"The tree of liberty must be refreshed from time to time with the blood of patriots and tyrants." So observed a sanguine Thomas Jefferson in 1787, responding to news of violent uprising in Massachusetts.
But who ranks as a patriot? And what counts as tyranny? As it turns out, it depends on skin color. Just look in a history textbook.
If whites are involved, uprisings tend to be framed as rebellions. Flip through the index of any social studies text, and you'll find several of them: Bacon's Rebellion, Shays's Rebellion, Dorr's Rebellion. The list goes on.
When blacks are involved, however, an uprising isn't a rebellion; it's a riot. Harlem, Watts, Chicago. Or, more recently, Ferguson.
The point here is not that a riot and a rebellion are one and the same. They aren't. A rebellion is inherently meaningful. It connotes resistance to authority or control. A riot, by contrast, disturbs an otherwise peaceful society -- it is an expression of power and energy rather than of simmering resentment and honest anger. After a riot, everyone goes home and sobers up.
In spite of these seemingly clear distinctions, however, race plays a significant role in how violence is framed for the public.
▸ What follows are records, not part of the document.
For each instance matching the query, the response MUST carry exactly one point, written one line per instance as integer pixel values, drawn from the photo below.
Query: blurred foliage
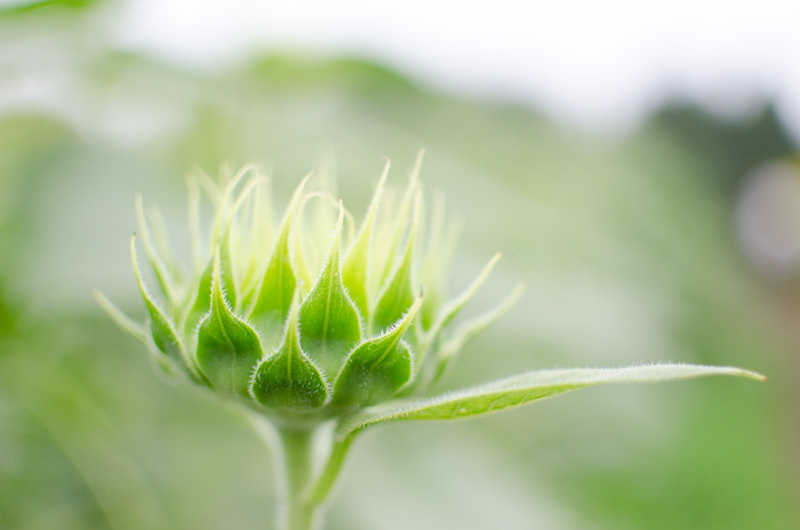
(627, 246)
(731, 147)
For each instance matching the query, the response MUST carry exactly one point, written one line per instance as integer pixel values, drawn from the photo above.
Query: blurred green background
(629, 246)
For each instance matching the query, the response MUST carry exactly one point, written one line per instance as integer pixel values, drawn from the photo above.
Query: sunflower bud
(252, 321)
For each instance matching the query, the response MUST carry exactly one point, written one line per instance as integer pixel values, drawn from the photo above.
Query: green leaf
(227, 347)
(288, 379)
(398, 294)
(377, 368)
(329, 321)
(161, 327)
(356, 267)
(525, 388)
(279, 282)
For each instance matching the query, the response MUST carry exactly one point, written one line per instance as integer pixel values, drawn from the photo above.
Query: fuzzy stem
(298, 512)
(330, 472)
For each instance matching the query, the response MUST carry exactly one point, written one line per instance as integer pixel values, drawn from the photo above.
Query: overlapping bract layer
(252, 321)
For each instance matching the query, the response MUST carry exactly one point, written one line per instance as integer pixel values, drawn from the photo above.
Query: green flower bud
(249, 324)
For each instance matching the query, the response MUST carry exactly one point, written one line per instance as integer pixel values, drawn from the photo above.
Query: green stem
(297, 460)
(333, 466)
(298, 513)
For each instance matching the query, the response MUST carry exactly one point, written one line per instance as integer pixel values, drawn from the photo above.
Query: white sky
(588, 63)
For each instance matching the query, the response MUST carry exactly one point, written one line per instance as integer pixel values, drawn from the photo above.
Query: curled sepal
(398, 294)
(525, 388)
(453, 308)
(376, 369)
(328, 317)
(355, 270)
(278, 285)
(227, 347)
(163, 330)
(288, 380)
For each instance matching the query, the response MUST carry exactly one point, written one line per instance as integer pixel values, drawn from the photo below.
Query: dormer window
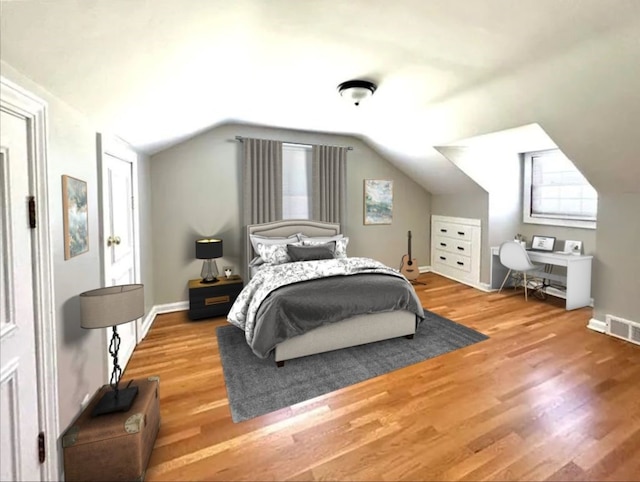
(556, 192)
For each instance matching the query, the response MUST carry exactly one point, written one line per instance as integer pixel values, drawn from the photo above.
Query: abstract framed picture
(76, 216)
(378, 201)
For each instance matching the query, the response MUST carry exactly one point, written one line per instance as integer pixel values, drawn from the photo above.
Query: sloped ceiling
(158, 72)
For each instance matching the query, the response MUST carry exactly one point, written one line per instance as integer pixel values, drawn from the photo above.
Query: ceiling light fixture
(357, 90)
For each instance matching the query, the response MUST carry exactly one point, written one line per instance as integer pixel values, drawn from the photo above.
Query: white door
(119, 240)
(19, 406)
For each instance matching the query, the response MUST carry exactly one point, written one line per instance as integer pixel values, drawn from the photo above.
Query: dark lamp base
(206, 282)
(115, 401)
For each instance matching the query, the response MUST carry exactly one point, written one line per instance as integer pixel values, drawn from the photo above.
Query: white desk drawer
(456, 246)
(453, 230)
(452, 260)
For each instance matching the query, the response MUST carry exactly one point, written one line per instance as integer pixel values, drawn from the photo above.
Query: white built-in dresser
(456, 248)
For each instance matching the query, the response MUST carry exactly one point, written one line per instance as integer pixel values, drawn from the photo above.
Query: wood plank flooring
(543, 399)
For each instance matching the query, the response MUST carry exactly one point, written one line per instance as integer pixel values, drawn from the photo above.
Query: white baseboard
(171, 307)
(157, 310)
(597, 325)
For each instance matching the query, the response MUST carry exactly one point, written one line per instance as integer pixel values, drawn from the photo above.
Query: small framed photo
(75, 216)
(378, 201)
(573, 247)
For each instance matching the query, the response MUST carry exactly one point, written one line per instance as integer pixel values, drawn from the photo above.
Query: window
(296, 181)
(556, 193)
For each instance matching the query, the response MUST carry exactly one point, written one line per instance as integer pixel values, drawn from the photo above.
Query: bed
(310, 319)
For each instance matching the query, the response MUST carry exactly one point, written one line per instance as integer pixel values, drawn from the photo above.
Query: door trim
(19, 101)
(108, 144)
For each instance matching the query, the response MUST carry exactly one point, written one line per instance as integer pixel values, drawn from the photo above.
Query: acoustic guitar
(409, 265)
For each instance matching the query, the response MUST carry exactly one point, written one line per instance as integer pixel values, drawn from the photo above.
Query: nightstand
(207, 300)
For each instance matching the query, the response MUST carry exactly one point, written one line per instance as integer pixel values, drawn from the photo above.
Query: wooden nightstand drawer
(207, 300)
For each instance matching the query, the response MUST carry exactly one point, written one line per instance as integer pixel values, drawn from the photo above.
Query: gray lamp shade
(208, 248)
(111, 306)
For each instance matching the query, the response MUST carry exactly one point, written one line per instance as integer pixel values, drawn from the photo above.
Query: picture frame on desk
(573, 247)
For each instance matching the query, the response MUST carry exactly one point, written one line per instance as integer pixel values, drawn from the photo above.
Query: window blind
(559, 190)
(296, 181)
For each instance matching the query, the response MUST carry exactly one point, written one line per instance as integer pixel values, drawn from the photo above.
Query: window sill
(567, 223)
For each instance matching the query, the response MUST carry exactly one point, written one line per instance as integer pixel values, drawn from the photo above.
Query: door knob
(111, 240)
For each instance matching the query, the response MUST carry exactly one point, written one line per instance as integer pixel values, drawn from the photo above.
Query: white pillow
(266, 240)
(341, 244)
(275, 253)
(324, 239)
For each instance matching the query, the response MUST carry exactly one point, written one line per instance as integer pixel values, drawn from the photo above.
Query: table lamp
(208, 249)
(106, 307)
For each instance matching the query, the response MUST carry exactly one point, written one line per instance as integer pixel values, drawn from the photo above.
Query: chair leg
(504, 281)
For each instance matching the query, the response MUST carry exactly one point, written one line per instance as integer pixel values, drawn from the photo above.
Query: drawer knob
(216, 300)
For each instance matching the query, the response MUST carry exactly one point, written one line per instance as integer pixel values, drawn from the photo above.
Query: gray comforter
(290, 299)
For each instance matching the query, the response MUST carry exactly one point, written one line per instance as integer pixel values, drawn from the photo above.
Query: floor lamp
(106, 307)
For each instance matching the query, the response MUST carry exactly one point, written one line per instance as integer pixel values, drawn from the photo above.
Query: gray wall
(617, 261)
(197, 191)
(81, 354)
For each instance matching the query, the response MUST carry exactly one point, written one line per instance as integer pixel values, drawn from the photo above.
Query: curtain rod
(349, 148)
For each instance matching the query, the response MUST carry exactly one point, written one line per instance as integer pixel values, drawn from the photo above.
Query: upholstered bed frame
(354, 331)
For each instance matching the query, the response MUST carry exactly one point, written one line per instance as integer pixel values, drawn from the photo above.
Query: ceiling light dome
(357, 90)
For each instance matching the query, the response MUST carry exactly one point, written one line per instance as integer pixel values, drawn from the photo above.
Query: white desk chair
(514, 256)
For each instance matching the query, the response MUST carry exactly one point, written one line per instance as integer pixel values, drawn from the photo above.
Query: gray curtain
(262, 175)
(329, 184)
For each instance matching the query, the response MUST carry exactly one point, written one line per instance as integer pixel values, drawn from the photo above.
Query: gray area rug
(256, 386)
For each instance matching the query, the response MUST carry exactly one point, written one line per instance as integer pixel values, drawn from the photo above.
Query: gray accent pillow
(311, 253)
(268, 241)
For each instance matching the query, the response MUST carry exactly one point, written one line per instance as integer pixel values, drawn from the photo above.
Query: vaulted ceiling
(158, 72)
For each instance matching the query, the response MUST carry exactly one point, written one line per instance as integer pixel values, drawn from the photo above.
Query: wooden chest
(115, 446)
(215, 299)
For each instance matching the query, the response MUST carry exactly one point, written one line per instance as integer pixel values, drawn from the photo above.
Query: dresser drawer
(209, 300)
(457, 246)
(452, 230)
(452, 260)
And though such framing may begin informally in conversation or in popular media, it persists in what our children are taught in school and affects the way we understand each other.
For those who lived through them, the so-called riots of the past half century were harrowing events. Those angry -- about their interactions with police; about their daily interactions with bigotry; about their poverty and their limited opportunities -- unleashed their disappointments and their rage. And cities exploded. To many, the violence seemed to come out of nowhere.
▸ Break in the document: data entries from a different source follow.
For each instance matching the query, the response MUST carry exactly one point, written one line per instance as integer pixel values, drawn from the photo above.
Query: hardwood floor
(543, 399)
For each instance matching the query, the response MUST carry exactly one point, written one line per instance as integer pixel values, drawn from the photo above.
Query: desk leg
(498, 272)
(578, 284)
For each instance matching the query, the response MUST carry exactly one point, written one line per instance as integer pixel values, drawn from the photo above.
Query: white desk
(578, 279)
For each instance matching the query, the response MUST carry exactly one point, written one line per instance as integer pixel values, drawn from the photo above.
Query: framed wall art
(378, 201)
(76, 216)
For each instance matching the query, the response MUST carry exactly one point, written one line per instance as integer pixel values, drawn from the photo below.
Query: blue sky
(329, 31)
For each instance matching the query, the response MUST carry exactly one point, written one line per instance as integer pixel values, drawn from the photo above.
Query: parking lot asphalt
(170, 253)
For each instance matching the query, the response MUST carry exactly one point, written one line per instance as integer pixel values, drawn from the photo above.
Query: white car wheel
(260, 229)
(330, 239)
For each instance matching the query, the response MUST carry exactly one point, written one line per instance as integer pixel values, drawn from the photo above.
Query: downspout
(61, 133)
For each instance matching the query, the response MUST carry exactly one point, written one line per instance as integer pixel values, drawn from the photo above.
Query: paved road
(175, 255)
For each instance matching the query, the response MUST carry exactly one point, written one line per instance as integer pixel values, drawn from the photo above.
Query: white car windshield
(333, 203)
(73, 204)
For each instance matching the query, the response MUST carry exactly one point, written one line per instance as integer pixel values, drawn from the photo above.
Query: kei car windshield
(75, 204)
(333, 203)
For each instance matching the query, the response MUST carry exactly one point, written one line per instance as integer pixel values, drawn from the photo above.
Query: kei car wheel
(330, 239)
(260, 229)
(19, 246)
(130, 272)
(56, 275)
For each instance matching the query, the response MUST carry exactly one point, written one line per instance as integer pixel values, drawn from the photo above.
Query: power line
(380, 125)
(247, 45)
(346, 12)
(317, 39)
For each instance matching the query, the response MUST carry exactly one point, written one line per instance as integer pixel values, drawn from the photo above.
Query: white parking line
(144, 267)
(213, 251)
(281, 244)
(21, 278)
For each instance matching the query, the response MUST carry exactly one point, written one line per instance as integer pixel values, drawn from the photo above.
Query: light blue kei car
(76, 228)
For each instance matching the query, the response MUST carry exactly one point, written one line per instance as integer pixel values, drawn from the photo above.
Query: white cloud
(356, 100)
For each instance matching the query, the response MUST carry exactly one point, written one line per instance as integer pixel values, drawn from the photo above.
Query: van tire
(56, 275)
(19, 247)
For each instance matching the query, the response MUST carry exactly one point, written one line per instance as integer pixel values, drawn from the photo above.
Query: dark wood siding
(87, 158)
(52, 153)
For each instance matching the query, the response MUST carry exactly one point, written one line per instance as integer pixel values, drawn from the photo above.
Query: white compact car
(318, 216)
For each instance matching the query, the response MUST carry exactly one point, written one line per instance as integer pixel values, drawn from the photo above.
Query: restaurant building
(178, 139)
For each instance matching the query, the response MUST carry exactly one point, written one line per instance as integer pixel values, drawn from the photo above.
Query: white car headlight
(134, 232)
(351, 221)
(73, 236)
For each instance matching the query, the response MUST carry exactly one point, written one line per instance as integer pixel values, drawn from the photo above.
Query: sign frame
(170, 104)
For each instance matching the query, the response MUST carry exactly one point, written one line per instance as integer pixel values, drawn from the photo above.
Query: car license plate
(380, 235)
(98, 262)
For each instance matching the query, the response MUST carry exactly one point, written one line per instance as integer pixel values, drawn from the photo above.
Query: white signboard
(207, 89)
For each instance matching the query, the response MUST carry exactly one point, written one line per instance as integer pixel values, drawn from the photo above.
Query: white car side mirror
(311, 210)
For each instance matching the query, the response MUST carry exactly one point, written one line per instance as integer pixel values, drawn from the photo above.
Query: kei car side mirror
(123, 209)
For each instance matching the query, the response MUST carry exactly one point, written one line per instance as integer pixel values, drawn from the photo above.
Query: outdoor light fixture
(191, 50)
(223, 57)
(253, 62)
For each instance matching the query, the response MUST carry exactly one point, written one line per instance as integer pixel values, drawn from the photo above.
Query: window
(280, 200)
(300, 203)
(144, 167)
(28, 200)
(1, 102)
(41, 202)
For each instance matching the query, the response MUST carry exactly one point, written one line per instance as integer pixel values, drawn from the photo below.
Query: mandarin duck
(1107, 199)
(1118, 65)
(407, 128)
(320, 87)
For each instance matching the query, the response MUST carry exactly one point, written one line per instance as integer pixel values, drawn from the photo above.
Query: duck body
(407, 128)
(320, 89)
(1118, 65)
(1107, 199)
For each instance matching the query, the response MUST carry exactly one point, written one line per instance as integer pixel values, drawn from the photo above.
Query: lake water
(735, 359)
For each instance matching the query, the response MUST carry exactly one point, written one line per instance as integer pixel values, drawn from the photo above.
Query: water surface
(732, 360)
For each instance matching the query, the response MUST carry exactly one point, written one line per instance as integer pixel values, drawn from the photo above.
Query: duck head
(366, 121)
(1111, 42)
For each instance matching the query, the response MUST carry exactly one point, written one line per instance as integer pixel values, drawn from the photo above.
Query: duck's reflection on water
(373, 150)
Yet as it so happens, the events classified as "rebellions" in schoolbooks are often eerily similar.
In Bacon's Rebellion, for instance, colonists defied Virginia governor William Berkeley and initiated a series of attacks on Native Americans, whom they blamed for many of their woes. Returning to Jamestown as criminals, the rebels laid siege to the city and eventually burned it to the ground.
Is this substantively different from any one of the urban riots of the past half century?
Despite these parallels, however, the events are presented in radically different light. Bacon's Rebellion is framed by one mainstream high school textbook as hastening "the end of an era of executive tyranny." The uprisings of the 1960s, on the other hand, garner the following two sentences in another typical text: "In the 'long hot summer' of 1964 riots erupted in African American sections of many large cities in the North. In 1965 the Watts riot in Los Angeles resulted in the death of 34 people and the destruction by fire of $35 million in property." Similar events; not so similar treatments.
Perhaps even more striking is the way that rebellions are always framed by a positive upshot -- a treatment never received by African American "riots."
In Shays's Rebellion, for instance, angry farmers and veterans organized an armed force and marched on a federal armory, seeking to overthrow the government. Yet the texts don't focus on violence. Instead, they tend to focus on the motivations of the rebels and, as in one best-seller, the "powerful effect" of the rebellion on public opinion and the framing of the Constitution. Dorr's Rebellion gets a similar treatment. Though it culminated in an attack on an arsenal, with the aim of seizing enough weapons to establish a new government, violence is never the heart of the story. According to one widely-adopted textbook, Dorr's Rebellion was ultimately a success that resulted "in an extension of the vote to all white males."
None of this justifies violence of any sort. It does, however, underscore the different ways that whites and blacks are perceived in our society. Rebels are heroes fighting tyrants, driven by purpose. Rioters, on the other hand, are villains. Their actions are irrational. Or, as Missouri Governor Jay Nixon recently described events in Ferguson, "senseless."
This is deeply problematic. Not just because it denies motive and reason to people of color. But also because it precludes us from seriously considering -- and addressing -- the root causes of such events. After all, you don't respond to the concerns of rioters; you pepper spray them.
No wonder we keep repeating this story -- each time in a new place, but always with a similar plot.
If we want to put urban unrest behind us, we need to see rebellion for what it is. We must consider the possibility that patriotism comes in all shades.